Читать «Словарный запас» онлайн - страница 70

Лев Семёнович Рубинштейн

Но это во Франции. И во всей Европе.

У нас тоже многое изменилось. Ушли в далекое прошлое марксистско-ленинские клише. Никакого «пролетарского интернационализма», никакого «социалистического гуманизма», никакого «построения бесклассового общества в одной отдельно взятой» — никакой такой хренотени нам теперь не надо, обойдемся и так.

Перечитав предыдущий абзац, я обнаружил забавную опечатку. Слово «бесклассовый» я набрал без буквы «л». «Бескассовым» получилось наше прежнее, отдельно взятое общество. Теперь наше общество сделалось вполне «кассовым», оставаясь при этом «отдельно взятым», то есть в данном случае «суверенным». И в полном соответствии со старинной сталинской доктриной обострение «кассовой» борьбы находится в прямой пропорциональной связи с фактором «отдельновзятости».

Вот и история теперь понадобилась отдельно взятая, а не та, космополитическая и «общечеловеческая», которая — на иностранные гранты.

Главное — это чтобы что? Это чтобы вытравлять из россиян чувство вины. Так примерно и сказано.

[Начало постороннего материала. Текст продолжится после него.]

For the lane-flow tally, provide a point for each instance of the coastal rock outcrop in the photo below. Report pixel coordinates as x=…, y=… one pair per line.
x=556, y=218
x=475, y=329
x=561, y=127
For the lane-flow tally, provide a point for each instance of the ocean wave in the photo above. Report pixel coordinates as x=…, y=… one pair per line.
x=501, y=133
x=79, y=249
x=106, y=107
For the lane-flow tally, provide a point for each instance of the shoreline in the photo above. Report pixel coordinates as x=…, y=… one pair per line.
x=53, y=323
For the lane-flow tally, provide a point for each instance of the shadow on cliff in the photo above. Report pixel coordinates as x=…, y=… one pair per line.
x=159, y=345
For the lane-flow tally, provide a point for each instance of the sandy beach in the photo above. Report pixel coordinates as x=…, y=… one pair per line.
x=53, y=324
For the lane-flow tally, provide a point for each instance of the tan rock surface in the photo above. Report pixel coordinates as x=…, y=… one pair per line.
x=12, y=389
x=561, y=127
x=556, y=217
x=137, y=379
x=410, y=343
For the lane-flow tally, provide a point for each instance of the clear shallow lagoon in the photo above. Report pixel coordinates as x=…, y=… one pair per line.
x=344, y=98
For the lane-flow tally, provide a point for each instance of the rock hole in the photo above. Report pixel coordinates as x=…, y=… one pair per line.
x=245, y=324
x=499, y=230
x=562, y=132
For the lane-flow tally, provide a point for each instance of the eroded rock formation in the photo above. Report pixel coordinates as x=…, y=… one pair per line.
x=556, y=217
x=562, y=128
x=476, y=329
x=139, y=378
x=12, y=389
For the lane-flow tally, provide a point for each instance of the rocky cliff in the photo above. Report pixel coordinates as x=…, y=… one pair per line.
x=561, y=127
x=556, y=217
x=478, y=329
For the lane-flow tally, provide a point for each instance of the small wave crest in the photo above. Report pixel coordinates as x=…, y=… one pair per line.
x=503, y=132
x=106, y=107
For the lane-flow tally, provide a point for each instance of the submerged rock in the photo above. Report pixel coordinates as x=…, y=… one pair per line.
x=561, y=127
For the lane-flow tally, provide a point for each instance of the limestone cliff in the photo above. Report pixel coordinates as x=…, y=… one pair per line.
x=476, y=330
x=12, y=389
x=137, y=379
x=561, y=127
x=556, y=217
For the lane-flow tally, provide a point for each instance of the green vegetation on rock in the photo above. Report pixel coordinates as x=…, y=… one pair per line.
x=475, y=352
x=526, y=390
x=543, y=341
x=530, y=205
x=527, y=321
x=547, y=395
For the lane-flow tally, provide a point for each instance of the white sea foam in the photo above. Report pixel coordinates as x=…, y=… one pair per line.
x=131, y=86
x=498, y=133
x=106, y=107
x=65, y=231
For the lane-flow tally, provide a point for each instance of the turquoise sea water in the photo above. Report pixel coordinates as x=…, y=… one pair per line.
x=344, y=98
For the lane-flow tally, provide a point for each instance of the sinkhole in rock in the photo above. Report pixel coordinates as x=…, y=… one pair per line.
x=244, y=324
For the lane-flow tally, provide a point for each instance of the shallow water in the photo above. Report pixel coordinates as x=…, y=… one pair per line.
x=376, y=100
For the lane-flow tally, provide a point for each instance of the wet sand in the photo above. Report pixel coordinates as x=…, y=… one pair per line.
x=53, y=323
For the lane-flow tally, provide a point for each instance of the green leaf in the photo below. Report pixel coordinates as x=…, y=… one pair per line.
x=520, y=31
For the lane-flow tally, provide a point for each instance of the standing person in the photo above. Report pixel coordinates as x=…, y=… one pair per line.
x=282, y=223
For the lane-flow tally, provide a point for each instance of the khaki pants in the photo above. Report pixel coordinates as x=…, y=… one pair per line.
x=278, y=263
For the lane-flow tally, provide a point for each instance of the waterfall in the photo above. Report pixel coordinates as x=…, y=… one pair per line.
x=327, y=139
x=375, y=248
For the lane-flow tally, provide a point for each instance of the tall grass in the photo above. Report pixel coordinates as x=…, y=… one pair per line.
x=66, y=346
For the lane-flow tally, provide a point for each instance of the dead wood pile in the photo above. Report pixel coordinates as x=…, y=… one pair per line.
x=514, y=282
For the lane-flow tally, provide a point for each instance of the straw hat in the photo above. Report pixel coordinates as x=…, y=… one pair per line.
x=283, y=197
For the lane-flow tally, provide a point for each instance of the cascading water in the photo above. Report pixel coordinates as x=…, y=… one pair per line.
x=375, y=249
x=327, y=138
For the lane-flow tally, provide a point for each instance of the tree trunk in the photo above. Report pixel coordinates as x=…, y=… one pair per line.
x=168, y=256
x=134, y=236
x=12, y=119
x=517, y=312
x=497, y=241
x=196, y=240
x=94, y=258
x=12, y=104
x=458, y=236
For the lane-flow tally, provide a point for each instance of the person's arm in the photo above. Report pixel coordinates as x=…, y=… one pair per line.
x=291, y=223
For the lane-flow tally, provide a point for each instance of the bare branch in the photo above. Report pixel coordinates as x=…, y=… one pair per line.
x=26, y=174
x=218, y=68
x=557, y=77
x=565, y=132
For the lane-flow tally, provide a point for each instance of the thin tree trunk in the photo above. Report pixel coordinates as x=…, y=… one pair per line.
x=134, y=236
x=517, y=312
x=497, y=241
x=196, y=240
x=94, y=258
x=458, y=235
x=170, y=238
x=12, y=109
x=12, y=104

Каким образом увязывается тотальное отрицание чувства вины с экспансией церковно-православного влияния на жизнь общества — вопрос интересный, но не очень. А главное — неразрешимый. В отдельно взятых государствах такое бывает.

А то, что чувство вины — вредное чувство, это правильно, что и говорить. Ведь если его не вытравишь из общественного сознания — в каковом сознании, заметим попутно, этого самого чувства вины что-то не было сильно заметно и прежде, — то, глядишь, и общество ни с того ни с сего начнет подумывать о том, что чистые руки, горячие сердца и холодные головы его богом данного руководства не так уж стерильно чисты, не столь уж горячи и холодны. Не надо такого внушать обществу, вы чего ваще.

А надо внушать обществу нормальную приблатненную пацанскую этику, где главное — не лохануться, не сознаться, не извиниться, уйти в отказ, в несознанку. Согласно этой этике уступить дорогу, сказать «спасибо», улыбнуться незнакомому на улице, извиниться за то, что наступил кому- то на ногу, — есть признак безнадежного гнилого фраерства.

Наши нынешние не очень уж скрывают своего жульничества и даже им бравируют. Да, мы жулики, дают понять они. А чего — все жулики, кругом одно жулье. Все продается и покупается.

Они ведь не говорят, что не было, допустим, Катыни, боже упаси. Почему не было? Была. Признаваться только не надо. Это не по понятиям. Ты, братан, прикинь: они нам про Молотова-Риббентропа, а мы им про Марину Мнишек. Пусть покрутятся. Латыши нам про оккупацию, а мы им про латышских стрелков. Они нам про права человека, а мы им про Тамерлана. Они нам про XX век, а мы им про II–III–IV до рождества Христова. Нормально? Нормально. Мы же не говорим, что ничего не было. Мы говорим, что не надо в этом признаваться. А то ведь еще и на бабки разведут — им палец в рот не клади.

Бывает, впрочем, иногда чувство вины. То особое чувство вины, какое бывает свойственно очень пьющим людям в периоды похмелий. Особенно их чувство вины обостряется, когда наутро надо обойти всех соседей, которых он еще вчера грозился замочить топором или булавой, нежно поинтересоваться, не обидел ли он вчера кого случайно, и застенчиво попросить трюндель до второго, на поправку. Тогда конечно — чувство вины, и еще какое. Но чуть только такой человек утолит первую жажду, чувство вины сдувает как ветром, уступая место другому чувству-чувству мучительного стыда за свое недавнее чувство вины. «Чего это я! Как этот прям! Чего это я-то виноват? Это они тут все виноваты».